Overslaan en naar de inhoud gaan

HR 301107 rechter mag kapitaliseren naar een peildatum die geruime tijd voor zijn uitspraak ligt

HR 301107 het staat de rechter vrij te kapitaliseren in een bedrag ineens naar een peildatum die geruime tijd voor zijn uitspraak ligt
4.3 Onderdeel 2.2 (onderdeel 2.1 bevat geen klacht) klaagt dat de beslissing van het hof de door [verweerster] sinds 1 januari 1986 geleden en te lijden materiële schade te begroten op een naar 1 januari 1986 gekapitaliseerd bedrag ineens, blijk geeft van een verkeerde rechtsopvatting. De klacht berust op de opvatting dat het onjuist is om schade die telkens in de toekomst geleden zal worden en die dient te worden bepaald aan de hand van in concreto gemaakte onderscheidenlijk te schatten kosten, te kapitaliseren naar een datum die (ver) ligt voor de data waarop de bedoelde kosten daadwerkelijk worden of geacht worden te zijn gemaakt. De klacht faalt, omdat het de rechter vrijstaat dergelijke toekomstige schade, ook als het niet gaat om schade wegens verminderde capaciteit om arbeidsinkomsten te verwerven maar om steeds terugkerende extrakosten, te kapitaliseren in een bedrag ineens naar een peildatum die geruime tijd voor zijn uitspraak ligt. Het hof, dat in dit verband (in rov. 2.28 van zijn tussenarrest van 9 september 1999) betekenis heeft gehecht aan de omstandigheid dat [verweerster] als gevolg van de amputatie van haar rechter onderarm blijvend schade zal lijden en dat de jaarlijks door haar vanaf 1 januari 1986 geleden en nog te lijden schade als zodanig vaststaat, was ook niet gehouden een verdergaande motivering te geven voor zijn beslissing, zodat de motiveringsklacht van het onderdeel eveneens faalt.
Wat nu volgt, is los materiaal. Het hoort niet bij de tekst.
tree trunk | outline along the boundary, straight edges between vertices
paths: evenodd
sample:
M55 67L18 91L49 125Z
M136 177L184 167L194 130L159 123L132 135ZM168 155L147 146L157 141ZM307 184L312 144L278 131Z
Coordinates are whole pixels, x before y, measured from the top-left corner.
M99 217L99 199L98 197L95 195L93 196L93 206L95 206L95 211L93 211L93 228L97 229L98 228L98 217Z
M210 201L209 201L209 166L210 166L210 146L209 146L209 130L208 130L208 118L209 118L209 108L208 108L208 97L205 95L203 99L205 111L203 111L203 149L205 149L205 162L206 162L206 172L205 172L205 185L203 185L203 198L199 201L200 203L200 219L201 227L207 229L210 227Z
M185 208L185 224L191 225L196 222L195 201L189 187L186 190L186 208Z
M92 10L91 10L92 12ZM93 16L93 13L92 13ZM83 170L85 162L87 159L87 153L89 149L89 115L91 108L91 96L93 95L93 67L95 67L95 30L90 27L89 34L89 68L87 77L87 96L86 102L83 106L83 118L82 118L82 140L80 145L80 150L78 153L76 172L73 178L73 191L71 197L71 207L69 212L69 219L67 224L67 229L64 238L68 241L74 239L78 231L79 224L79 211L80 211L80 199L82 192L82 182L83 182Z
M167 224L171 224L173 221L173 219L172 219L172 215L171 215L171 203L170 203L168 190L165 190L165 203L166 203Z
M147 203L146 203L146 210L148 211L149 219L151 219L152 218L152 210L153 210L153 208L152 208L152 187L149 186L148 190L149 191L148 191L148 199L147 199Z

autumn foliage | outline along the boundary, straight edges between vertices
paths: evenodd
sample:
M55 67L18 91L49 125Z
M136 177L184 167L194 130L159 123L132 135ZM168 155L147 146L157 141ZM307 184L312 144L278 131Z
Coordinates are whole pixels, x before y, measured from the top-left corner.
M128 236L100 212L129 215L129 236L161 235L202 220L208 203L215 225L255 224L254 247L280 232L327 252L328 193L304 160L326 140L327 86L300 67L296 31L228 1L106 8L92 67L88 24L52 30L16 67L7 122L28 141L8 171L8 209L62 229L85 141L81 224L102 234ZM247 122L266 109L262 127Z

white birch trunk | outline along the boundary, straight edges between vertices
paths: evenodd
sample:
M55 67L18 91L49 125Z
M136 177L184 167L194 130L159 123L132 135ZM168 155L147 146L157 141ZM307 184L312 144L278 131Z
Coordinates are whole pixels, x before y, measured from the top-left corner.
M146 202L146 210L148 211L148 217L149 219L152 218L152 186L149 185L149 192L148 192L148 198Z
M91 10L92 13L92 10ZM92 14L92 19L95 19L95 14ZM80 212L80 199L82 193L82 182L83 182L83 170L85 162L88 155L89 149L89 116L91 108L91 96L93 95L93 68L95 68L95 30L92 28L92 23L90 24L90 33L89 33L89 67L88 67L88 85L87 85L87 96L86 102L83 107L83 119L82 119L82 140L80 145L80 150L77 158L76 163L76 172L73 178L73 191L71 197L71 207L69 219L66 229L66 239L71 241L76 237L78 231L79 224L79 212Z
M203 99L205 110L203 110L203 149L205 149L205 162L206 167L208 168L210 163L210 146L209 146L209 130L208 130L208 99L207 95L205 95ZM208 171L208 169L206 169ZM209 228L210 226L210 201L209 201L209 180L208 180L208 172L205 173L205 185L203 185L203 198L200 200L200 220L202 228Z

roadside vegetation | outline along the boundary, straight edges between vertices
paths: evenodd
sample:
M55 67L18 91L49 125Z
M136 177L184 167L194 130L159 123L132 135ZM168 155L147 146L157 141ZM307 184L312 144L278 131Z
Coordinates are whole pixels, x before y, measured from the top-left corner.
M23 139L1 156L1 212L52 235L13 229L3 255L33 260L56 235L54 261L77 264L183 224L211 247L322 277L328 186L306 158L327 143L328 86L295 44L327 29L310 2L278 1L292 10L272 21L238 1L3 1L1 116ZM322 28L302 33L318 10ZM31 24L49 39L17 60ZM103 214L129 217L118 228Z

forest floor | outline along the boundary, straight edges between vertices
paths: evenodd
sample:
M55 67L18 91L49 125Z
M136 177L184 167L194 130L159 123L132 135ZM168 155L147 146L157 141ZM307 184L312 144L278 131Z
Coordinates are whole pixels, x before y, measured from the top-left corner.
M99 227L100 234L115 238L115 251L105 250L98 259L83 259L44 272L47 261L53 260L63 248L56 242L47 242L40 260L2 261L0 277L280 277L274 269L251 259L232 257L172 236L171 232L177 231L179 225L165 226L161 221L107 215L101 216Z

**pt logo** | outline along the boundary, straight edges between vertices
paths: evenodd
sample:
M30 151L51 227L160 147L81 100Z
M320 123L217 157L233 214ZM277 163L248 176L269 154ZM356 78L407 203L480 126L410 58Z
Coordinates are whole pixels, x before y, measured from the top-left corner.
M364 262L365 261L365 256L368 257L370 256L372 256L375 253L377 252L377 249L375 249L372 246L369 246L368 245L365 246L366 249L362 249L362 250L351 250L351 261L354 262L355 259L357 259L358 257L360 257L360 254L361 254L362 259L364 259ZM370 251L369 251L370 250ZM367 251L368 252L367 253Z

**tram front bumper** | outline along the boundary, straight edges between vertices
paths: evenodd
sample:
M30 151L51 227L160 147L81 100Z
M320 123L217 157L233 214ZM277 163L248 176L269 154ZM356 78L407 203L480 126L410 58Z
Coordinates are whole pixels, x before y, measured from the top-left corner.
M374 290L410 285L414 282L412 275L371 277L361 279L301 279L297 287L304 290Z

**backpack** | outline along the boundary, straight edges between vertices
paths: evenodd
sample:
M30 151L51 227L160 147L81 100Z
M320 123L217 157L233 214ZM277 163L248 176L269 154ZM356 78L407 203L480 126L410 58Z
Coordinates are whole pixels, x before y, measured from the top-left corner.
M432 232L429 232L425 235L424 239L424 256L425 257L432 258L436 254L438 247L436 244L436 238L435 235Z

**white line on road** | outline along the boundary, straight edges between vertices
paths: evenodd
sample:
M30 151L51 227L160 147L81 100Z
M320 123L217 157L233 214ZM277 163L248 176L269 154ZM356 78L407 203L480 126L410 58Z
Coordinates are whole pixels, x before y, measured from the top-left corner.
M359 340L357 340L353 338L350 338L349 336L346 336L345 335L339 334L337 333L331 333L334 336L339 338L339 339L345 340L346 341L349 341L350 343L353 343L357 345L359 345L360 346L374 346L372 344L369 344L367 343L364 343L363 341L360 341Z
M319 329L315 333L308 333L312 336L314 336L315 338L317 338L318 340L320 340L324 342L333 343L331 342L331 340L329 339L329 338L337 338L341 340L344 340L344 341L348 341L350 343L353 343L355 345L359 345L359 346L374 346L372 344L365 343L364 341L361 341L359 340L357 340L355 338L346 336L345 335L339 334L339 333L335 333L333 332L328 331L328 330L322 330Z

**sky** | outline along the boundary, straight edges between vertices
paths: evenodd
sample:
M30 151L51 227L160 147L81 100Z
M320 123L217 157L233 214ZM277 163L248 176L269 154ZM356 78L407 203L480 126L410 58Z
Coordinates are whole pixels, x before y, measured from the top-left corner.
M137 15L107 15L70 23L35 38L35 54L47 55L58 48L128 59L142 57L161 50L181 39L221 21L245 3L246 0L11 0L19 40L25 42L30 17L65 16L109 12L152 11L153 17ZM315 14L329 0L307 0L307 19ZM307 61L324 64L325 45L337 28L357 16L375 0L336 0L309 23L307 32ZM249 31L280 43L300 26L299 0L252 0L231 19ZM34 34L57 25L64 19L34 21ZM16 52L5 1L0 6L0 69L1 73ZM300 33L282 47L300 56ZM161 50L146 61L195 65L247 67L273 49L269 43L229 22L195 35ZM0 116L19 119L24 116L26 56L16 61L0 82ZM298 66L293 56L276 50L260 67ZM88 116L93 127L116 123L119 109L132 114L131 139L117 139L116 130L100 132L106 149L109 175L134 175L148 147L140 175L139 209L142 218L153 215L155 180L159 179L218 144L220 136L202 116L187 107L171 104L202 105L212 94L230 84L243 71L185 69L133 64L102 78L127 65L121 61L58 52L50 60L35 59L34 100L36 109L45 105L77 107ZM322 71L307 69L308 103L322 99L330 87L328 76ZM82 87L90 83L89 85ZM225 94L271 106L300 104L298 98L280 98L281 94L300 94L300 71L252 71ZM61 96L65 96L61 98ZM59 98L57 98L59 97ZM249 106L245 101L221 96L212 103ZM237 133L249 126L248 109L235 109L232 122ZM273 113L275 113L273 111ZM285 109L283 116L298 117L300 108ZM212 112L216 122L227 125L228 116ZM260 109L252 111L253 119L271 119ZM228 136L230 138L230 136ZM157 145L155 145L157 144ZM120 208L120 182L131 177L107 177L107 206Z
In het incidentele beroep:
5.3 Onderdeel 2 klaagt over de verwerping door het hof (in rov. 2.8 van het tussenarrest van 27 februari 2003) van het bezwaar van [verweerster] dat de door het hof benoemde deskundige bij de schadebegroting de sterftekanscorrectie ook heeft toegepast voor de jaren die reeds verstreken zijn. Het betoog van [verweerster] dienaangaande is door het hof aldus begrepen dat nu op het moment dat de berekening door de deskundige werd uitgevoerd vaststond dat [verweerster] in leven was, met de bedoelde correctie over de desbetreffende jaren geen rekening zou dienen te worden gehouden. Het hof heeft op dit punt overwogen dat, nu de schade (op [verweerster]s verzoek) wordt gekapitaliseerd naar 1 januari 1986, ook vanaf die datum met de sterftekanscorrectie rekening dient te worden gehouden. Het moment waarop de berekening plaatsvindt, kan daarbij geen rol spelen, aldus het hof. De rechtsklacht van het onderdeel is gegrond. Zoals uit het hiervoor overwogene blijkt, heeft de rechter bij het begroten van schade de vrijheid om de geleden en te lijden schade te kapitaliseren in een bedrag ineens naar een peildatum die geruime tijd voor zijn uitspraak ligt. Ook bij een dergelijke wijze van begroting blijft evenwel uitgangspunt dat zoveel als redelijkerwijs mogelijk is de werkelijk geleden en te lijden schade behoort te worden begroot. Daarbij past niet dat de rechter slechts rekening mag houden met de op de peildatum bestaande verwachtingen over hetgeen de toekomst zou kunnen brengen. Het staat hem derhalve, anders dan het hof oordeelde, vrij om bij kapitalisatie van blijvende en periodieke letselschade naar een lang voor zijn uitspraak gelegen peildatum, rekening ermee te houden dat het op de peildatum bestaande overlijdensrisico van de benadeelde zich tot dusver niet heeft gerealiseerd en daarom het overlijdensrisico over de voorbije jaren niet te verdisconteren. De overige klachten van het middel behoeven geen behandeling.